Many people believe that their websites are safe and that they will not be attacked by hackers. They live with the assumption that their business is too small to be hacked. The time has come to do away with such assumptions and think about ways to cure their website.
Attackers on the internet do not always target specific sites. Most attacks are brought about by bots, which are not concerned with who you are or what your website or business does. Determining whether you are infected by scanning your website is the first step in protection again malware such as bots, trojans, worms, and viruses to mention a few.

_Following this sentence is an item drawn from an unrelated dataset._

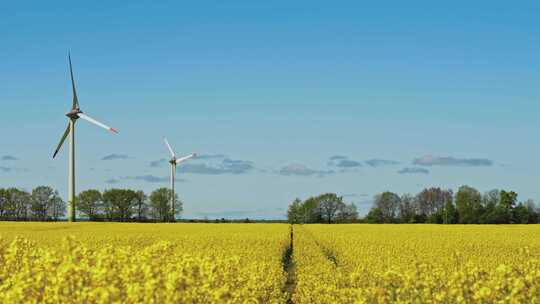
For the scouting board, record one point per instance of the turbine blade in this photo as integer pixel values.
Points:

Imperva, a web security company, points out that half of all website visitors are bots and that almost 29% have the malicious intent in attacking your website. The finding further revealed that the less traffic a website has, the more it is likely to be attacked. Proving that bad bots not only will attack any website regardless of its purpose but have no concern on whether it is a heavily visited site or not. We need to realize that bots are not human but are automated attacks unbiased to the website with the primary goal of breaching websites and increasing their amount of controlled sites.
Example of a Bot Hack
Recently, Honeynet, a global non-profit security research organization, set up a honeypot for tracking security attacks on a cloud-based web server. This ran on a barebones Amazon Web Services (AWS) instance. It did not have a domain name nor was running services that would be useful to anyone else. A short while after starting the server, they began capturing network packets for a 24-hour time frame using Wireshark, the best network traffic analysis tool currently available. This was followed by examining the packet capture file with Wireshark; p0f, a passive TCP/IP traffic fingerprinting program; and Computer Incident Response Center’s (CIRCL) Border Gateway Protocol (BGP) ranking API.
Within a matter of 24 hours, this unnamed and almost invisible web server was under attack more than a quarter of a million times. This example is thus a wake-up call for you to start locking down your website.
Most of these attacks were made via Secure Shell (SSH). This was followed by researchers opening a honeypot to gather attack data. A honeypot refers to a server that has been designed to look just like a real website. In order to keep the project workable, the researchers decided to open up the Web’s Hypertext Transfer Protocol (HTTP), SSH, and also the Telecommunications Network (Telnet) protocol for attacks.
- HTTP
Most numbers of HTTP attacks were carried out on PHPMyadmin, a well-known MySQL and MariaDB remote management system. A number of web content management systems depend on these databases. Vulnerable WordPress plugins were also often attacked. It should be noted that this was done on a system that hadn’t emitted a single packet towards the outside world even in honeypot mode.
- Telnet
A few IoT gadgets use Telnet for configuration and management. This is actually asking for your devices to be hacked.
- SSH
As for SSH, an increasing number of the attacks were brute-force assaults running via lists of commonly used passwords and usernames over the entire range, 1-65535, of TCP ports.
Conclusion
Imperva has discovered that one in three website visitors is, in fact, an attack bot. Imperva and Holberton also discovered that the attack patterns recorded for SSH and HTTP depended on generic exploit attempts that seemed to scan different IP addresses for common vulnerabilities. Telnet relied on much simpler intrusion methods by brute forcing with combinations of default usernames and passwords.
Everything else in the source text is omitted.